Signal to Noise | ARC Review

Thank you to Rebellion and Netgalley for the review copy in exchange for an honest review. This does not change my opinion in anyway.

 Book: Signal to Noise by Sylvia Moreno-Garcia
ReRelease Date: September 13th 2022
Tags: Adult | Growing Up | Music | Magic
Trigger/Content Warnings: Grief | Bullying | Violence
Other books by this author I Reviewed

The Daughter of Dr. Moreau | Mexican Gothic | Gods of Jade and Shadow


Mexico City, 1988: Long before iTunes or MP3s, you said “I love you” with a mixtape. Meche, awkward and fifteen, has two equally unhip friends — Sebastian and Daniela — and a whole lot of vinyl records to keep her company. When she discovers how to cast spells using music, the future looks brighter for the trio. With help from this newfound magic, the three friends will piece together their broken families, change their status as non-entities, and maybe even find love…

Mexico City, 2009: Two decades after abandoning the metropolis, Meche returns for her estranged father’s funeral. It’s hard enough to cope with her family, but then she runs into Sebastian, and it revives memories from her childhood she thought she buried a long time ago. What really happened back then? What precipitated the bitter falling out with her father? And, is there any magic left?

Over the last few years I’ve been reading a bit of Silvia Moreno-Garcia’s work. And as I have noticed I have quite a bit of a preference for her newer work over her older work. So when I got the e-arc of this rerelease of Signal to Noise (originally released in 2015) I was a bit hesitant going in. I ended up really liking it.

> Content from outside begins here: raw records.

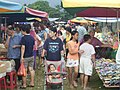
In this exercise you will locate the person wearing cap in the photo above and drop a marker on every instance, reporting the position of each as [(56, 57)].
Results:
[(13, 46), (96, 42), (82, 31), (53, 46)]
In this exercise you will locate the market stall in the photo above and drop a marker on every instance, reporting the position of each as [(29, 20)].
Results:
[(109, 72)]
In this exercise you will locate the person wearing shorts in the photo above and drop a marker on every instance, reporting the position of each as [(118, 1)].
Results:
[(27, 45), (87, 60), (73, 58)]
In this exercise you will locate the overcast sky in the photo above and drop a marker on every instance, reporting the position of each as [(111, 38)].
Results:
[(52, 3)]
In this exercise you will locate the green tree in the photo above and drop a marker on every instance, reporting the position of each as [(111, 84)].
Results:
[(57, 12)]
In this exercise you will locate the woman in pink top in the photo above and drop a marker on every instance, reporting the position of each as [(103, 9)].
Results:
[(73, 58)]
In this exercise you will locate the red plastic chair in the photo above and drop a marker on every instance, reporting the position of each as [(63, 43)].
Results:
[(2, 85), (12, 80)]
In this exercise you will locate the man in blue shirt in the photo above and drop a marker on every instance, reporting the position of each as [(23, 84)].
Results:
[(53, 46), (27, 43), (13, 46)]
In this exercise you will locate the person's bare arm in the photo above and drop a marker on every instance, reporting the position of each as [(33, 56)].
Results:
[(71, 51), (7, 42), (22, 52), (93, 59)]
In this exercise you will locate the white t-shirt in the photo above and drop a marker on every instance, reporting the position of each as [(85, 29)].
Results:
[(88, 50)]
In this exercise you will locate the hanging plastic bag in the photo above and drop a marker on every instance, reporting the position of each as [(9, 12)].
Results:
[(22, 71)]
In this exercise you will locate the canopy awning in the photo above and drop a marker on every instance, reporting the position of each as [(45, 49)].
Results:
[(7, 6), (92, 8), (36, 12)]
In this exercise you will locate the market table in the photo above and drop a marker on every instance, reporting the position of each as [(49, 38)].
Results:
[(109, 72)]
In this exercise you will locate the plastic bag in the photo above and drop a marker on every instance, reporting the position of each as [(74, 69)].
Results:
[(22, 71), (118, 56)]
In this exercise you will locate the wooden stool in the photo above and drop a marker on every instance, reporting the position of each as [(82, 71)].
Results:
[(3, 85), (12, 83)]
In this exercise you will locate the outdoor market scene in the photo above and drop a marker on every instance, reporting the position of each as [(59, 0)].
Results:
[(59, 45)]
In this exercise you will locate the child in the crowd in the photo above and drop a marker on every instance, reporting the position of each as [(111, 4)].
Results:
[(52, 68), (73, 58), (87, 60)]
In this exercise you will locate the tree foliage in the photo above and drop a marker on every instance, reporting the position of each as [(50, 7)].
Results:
[(57, 12)]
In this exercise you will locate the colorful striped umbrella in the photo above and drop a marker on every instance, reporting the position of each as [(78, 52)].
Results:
[(6, 6), (92, 8)]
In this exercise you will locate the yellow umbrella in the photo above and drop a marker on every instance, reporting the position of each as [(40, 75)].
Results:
[(91, 3), (81, 20)]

Signal to noise is a combination of nostalgia, music and growing up that weaves the tale of Meche. We meet her as she returns home for the funeral of her father, someone who she has very mixed feelings about. Returning home sets up the rememberance of her time as a 15 year old, when she first discovered the magic of some music with her two friends.

The way the story is build up between the present and the past works well. We see Meche dealing with her grief over her father. A grief she is trying not to have because of what he did. She is working through his stuff and remembering what happened. And it helps to show not everything is as black and white as she thought. Not just her father but the falling out with her friends. Its someting she never really worked through but that she ran from.

It is just a beautiful self-contained story of the mistakes we sometimes make and how to deal with the fall out, even if it has been 20+ years.